Press Releases

Uigher Case has ‘critical ramifications’ for U.S. Security

‘If you want certitude that foreign terrorists detained at Guantanamo Bay are not released into the United States, then don’t bring them here in the first place’

October 21, 2009

WASHINGTON, D.C. - U.S. Senate Republican Leader Mitch McConnell made the following remarks on the Senate floor Wednesday regarding the upcoming Supreme Court case on Guantanamo detainees:

“Yesterday the Supreme Court announced it would hear a case that has critical ramifications for our ability to detain foreign nationals safely outside our borders during wartime at the U.S. Naval Station at Guantanamo Bay, Cuba. The case also provides insight into the best place to detain and try foreign terrorists.

“The case involves a group of ethnic Chinese Uighers who are detained at Guantanamo Bay. The Uighers won their habeas corpus petition to be released from custody. Many of these Uighers, however, had received terrorist training in the Tora Bora Mountains of Afghanistan —including weapons training on AK-47 assault rifles—at a camp run by the head of a group that our State Department has designated a terrorist organization, and that the United Nations has listed as a group associated with “Usama bin Laden, al Qaeda, or the Taliban.”

“Not surprisingly, it has not been easy to find countries eager to accept the Uighers into their civilian population. So the Uighers sued to be released into the United States. Federal district court Judge Ricardo Urbina granted the Uighers’ request and ordered them released here. It did not matter to Judge Urbina that the Uighers did not have an immigration status, or that they had received military style weapons training, or that they had associated with a terrorist group. He was persuaded by their argument that justice required that they be released here.

“Fortunately, the D.C. Circuit reversed Judge Urbina. It ruled that even though the Uighers had won their habeas petition, they did not have a right to be released into the United States. In other words, it ruled that even if the government had to release them, it did not have to release them into Alexandria, or Annandale, or Falls Church, or anywhere else in Northern Virginia that the Uighers might like to go.

“The D.C. Circuit’s ruling is important to national security in general and to the debate over where we should try foreign terrorists in particular. The D.C. Circuit noted that the Supreme Court has held that foreign nationals without property or presence in the United States have fewer legal rights than foreign nationals who are present on American soil. The D.C. Circuit also noted that the Supreme Court has repeatedly ruled that a sovereign has a right to control its borders, and that means it has a right to bar from being released into its territory foreign nationals whom it has not admitted onto its soil.

“In short, because these detainees remain at Guantanamo, outside our borders, they have fewer legal rights than they would have if they were brought within our borders, including a right to be released into our civilian population.

“We don’t know how the D.C. Circuit would have ruled if the Uighers had been present on U.S. soil.

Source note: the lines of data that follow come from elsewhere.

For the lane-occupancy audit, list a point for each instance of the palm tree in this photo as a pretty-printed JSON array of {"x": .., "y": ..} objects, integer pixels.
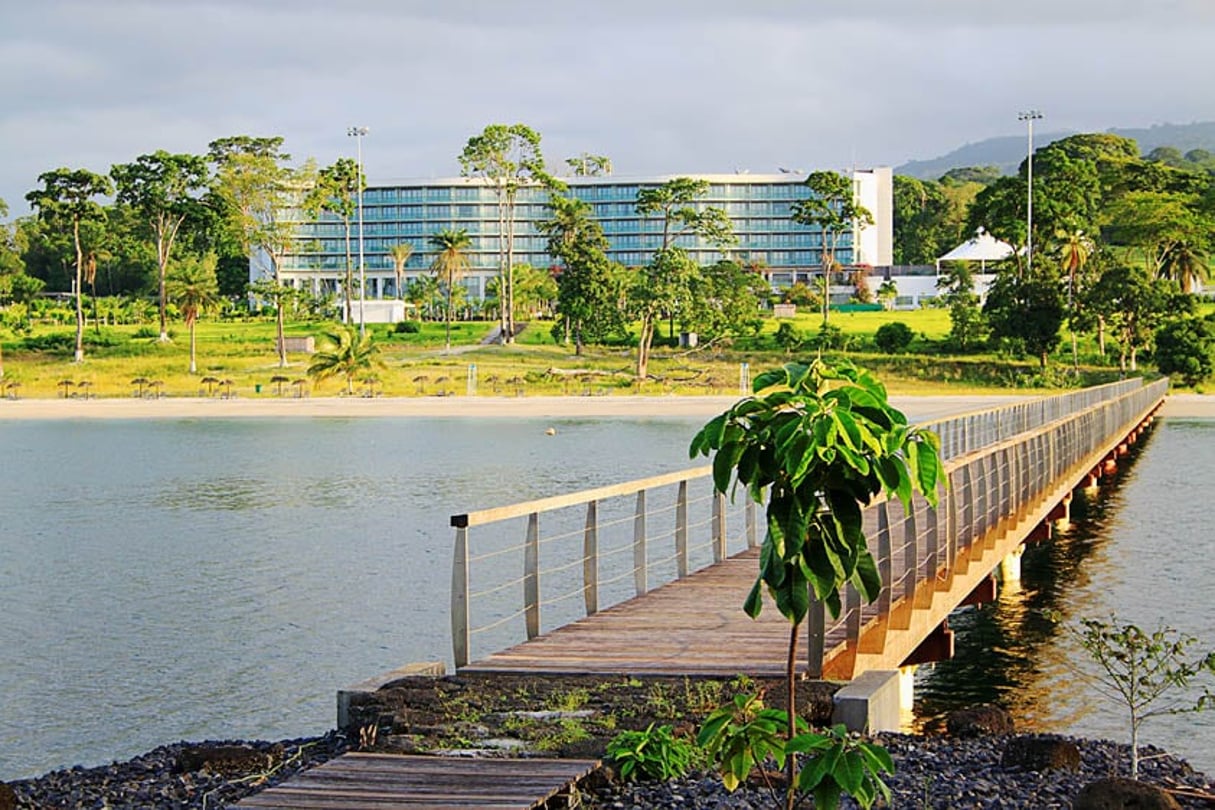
[
  {"x": 193, "y": 288},
  {"x": 1185, "y": 262},
  {"x": 450, "y": 265},
  {"x": 346, "y": 353},
  {"x": 1074, "y": 251},
  {"x": 400, "y": 254}
]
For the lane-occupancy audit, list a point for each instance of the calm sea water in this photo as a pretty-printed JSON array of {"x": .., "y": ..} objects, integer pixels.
[
  {"x": 207, "y": 579},
  {"x": 1140, "y": 549}
]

But we do know a couple of things. First, the D.C. Circuit’s reason for not releasing them into the United States was that they had not been brought into the United States. Second, other foreign nationals who have committed murder and other serious crimes who were in the United States have been released here when our government could not transfer them to another country, either because they did not want to go to another country or because other countries did not want to take them.

“The administration and its defenders in the Senate say that because we have tried terrorists in civilian court before, we should do so again. And they say there is no problem with us doing so because the administration would never release detainees into the United States, by which they really mean to say that the administration would not intentionally release detainees into the United States. Both assertions miss the mark.

“First, whether we can try terrorists here is not the issue; the issue is whether we should try terrorists here. Before he became Attorney General, Michael Mukasey was a noted federal trial judge who presided over civilian trials of terrorists, like the trial of the so-called “Blind Sheik,” Omar Abdel Rahman, for the 1993 World Trade Center bombing. He has written that there are very good reasons why we shouldn’t try terrorists in civilian court, including the additional legal rights terrorists will receive if they are brought here. I ask unanimous consent that Attorney General Mukasey’s recent op-ed on this topic be placed in the record at the end of my remarks.

“Second, once the administration brings detainees into the United States, it is no longer simply a matter for the administration. It is no longer just about what it will or will not do. It’s also about what a federal judge will or will not do. As we saw with Judge Urbina and the Uighers, a judge may very well agree with the legal arguments of Guantanamo detainees and order them released into the United States.

“Those risks do not exist if the Obama administration does not bring Guantanamo detainees into the United States, and instead tries them at the modern, multi-million dollar courtroom at Guantanamo Bay, under the very military commission rules that it has now re-written to its liking—and which we will soon vote on when we consider the Defense Authorization Conference Report.

“The Supreme Court should affirm the D.C. Circuit’s decision and let the political branches maintain control over our borders, including deciding whether and how foreign nationals outside our borders may be admitted within them. If it does, it will bring clarity to the debate over whether terrorist detainees at Guantanamo Bay ought to be transferred to the United States. And that clarity is this: if you want certitude that foreign terrorists detained at Guantanamo Bay are not released into the United States, then don’t bring them here in the first place.”